En el presente caso, el acusado golpeó inicialmente con un palo de 80 cms. en la cabeza de la mujer, golpeó la cabeza de ésta en la pared, pretendió ponerle una cuerda en el cuello para asfixiarla, le apretó el cuello con las manos y finalmente accionó el mecanismo de una bombona de butano para morir ambos; manifestándole durante la larga secuencia de los hechos (desde las 14,30 horas hasta la medianoche) "muérete", quejándose de que no se moría (declaró Ángeles que incluso le dijo que tendrían que meterle la cabeza en el horno al no dar resultado los métodos que estaba aplicando).

Inferimos el ánimo homicida de la zona vital a la que se dirigieron los ataques fundamentalmente la cabeza en la que se encuentran órganos vitales, de la pretensión de asfixiarla apretándole el cuello y posteriormente mediante la inhalación de gas; de la reiteración de las acciones, cambiando el método para dar muerte cuando uno no daba resultado, de lo que se infiere la persistencia en el ánimo homicida; del instrumento utilizado inicialmente, como fue un palo de madera de unos 80 cms., de la cuerda que le pasó por la cabeza para apretarle el cuello, que finalmente apretó con las manos, y de la emanación del gas de la bombona de butano; y de las frases que profería durante la ejecución de las acciones (muérete y no te mueres), teniendo en cuenta que el día anterior le había anunciado que la iba a matar.

Por ello consideramos que el procesado actuó conscientemente con dolo de matar pues sabía lo que hacía, y de ese conocimiento y actuación inferimos que quería matar a su compañera sentimental (dolo directo) o que, por lo menos, aceptó el resultado que pudiera haberse producido, pues la muerte de la mujer por los golpes en la cabeza si hubieran afectado a órganos vitales (lo que afortunadamente no ocurrió), la muerte por estrangulamiento si hubiera podido cortar su respiración mediante presión en el cuello (la mujer hizo movimientos para evitar su muerte) o la muerte por inhalación de gas si Ángeles no hubiera tomado la precaución de ponerse una toalla para respirar una menor cantidad de butano, hubiera sido la consecuencia adecuada y altamente probable de la situación de riesgo en que deliberadamente la colocó (dolo eventual).

CUARTO: Ya hemos dicho que la acción del acusado culminó el delito intentado de homicidio del art. 138 del C.P . y no el delito de asesinato del art. 139 del C.P . puesto que no concurre ninguna de las circunstancias recogidas en este último artículo.

Las acusaciones calificaron los hechos como delito intentado de asesinato por entender que se dio la alevosía y el ensañamiento.

La alevosía se da en todos aquellos supuestos en que por el modo de ejecutarse la agresión queda de manifiesto la intención del agresor de eliminar el riesgo que pudiera proceder de la defensa que pudiera oponer su víctima, distinguiéndose tradicionalmente tres formas de agresión alevosa: 1) la proditoria o aleve; 2) la sorpresiva; y 3) la de desvalimiento.
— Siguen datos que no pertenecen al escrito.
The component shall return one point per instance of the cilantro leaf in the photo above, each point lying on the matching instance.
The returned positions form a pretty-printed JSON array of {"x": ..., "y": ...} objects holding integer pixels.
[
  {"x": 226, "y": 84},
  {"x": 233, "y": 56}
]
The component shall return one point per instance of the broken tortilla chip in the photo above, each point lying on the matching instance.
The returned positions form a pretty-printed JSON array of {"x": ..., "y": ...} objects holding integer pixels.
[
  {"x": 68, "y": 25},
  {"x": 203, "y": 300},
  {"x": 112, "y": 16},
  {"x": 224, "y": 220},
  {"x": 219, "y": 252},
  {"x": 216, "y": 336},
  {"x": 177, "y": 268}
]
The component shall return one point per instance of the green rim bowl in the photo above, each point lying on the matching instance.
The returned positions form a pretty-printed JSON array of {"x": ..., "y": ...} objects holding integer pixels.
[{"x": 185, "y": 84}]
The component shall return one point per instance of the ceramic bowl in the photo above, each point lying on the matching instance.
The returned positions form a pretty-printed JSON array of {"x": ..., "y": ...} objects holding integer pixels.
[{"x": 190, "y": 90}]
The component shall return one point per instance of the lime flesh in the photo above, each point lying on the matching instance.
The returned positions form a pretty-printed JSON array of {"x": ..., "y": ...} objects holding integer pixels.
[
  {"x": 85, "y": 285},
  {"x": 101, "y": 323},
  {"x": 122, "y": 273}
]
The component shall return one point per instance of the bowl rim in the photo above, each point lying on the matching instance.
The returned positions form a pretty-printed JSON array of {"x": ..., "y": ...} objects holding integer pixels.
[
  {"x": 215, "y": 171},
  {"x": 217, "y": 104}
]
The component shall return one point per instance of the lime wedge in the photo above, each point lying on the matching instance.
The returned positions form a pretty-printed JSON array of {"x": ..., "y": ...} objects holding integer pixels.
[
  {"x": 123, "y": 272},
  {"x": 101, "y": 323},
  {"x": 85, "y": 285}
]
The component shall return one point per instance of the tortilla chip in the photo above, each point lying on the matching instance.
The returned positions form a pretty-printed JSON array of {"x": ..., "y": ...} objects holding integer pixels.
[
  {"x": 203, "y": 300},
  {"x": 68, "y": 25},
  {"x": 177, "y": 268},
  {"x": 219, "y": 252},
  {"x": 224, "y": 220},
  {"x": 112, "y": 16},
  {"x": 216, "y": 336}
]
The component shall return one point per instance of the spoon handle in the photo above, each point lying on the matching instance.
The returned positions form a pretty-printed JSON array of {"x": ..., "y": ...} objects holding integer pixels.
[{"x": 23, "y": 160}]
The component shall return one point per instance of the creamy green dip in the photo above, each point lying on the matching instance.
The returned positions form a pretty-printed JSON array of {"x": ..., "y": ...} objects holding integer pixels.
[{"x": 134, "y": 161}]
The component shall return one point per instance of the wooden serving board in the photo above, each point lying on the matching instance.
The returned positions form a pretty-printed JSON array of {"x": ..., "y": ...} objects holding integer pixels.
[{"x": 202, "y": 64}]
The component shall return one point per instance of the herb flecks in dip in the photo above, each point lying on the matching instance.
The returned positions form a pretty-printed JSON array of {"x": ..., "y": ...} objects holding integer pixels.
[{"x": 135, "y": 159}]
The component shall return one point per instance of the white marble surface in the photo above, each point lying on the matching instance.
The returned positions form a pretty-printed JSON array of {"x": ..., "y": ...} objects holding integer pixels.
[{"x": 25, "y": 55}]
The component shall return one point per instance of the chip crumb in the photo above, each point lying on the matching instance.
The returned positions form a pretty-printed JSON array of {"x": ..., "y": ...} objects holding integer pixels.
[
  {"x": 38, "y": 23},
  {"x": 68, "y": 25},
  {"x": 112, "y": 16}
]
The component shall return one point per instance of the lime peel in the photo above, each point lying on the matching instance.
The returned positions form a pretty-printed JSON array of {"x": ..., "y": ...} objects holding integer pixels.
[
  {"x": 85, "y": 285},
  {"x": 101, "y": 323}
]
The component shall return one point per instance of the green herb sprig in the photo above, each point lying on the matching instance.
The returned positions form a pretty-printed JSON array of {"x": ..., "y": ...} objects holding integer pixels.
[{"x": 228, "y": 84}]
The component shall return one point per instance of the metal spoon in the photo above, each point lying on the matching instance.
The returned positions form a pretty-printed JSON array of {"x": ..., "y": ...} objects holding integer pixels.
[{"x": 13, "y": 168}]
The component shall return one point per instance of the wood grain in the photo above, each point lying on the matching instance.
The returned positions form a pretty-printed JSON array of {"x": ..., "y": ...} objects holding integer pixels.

Además para ser apreciada se requiere, según declaran, entre otras, las sentencias del T.S. de fecha 25-3-2000 y 24-4-2000 : a) en cuanto a la dinámica de su actividad : un aseguramiento del resultado, sin riesgo para el agente (elemento instrumental), eliminando la defensa que pudiera existir por parte del ofendido, con lo que se pone de relieve el cariz predominantemente objetivo, a través del aseguramiento de la ejecución y de la indefensión de la víctima que supone una mayor antijuridicidad por estimarse mas graves y lesivas estas conductas para la sociedad (fundamento objetivo), b) En cuanto a la culpabilidad: la presencia no solamente del dolo proyectado sobre la acción del agente, sino además un ánimo tendencial dirigido hacia la indefensión del sujeto pasivo del delito, y mediante el cual se pone de relieve cierta vileza o cobardía al obrar, que constituye el fundamento subjetivo, y c) un elemento normativo que se cumple si acompaña a cualquiera de los delitos contra las personas ( sentencia de 22 de junio de 1993 y 6-11-2000 ).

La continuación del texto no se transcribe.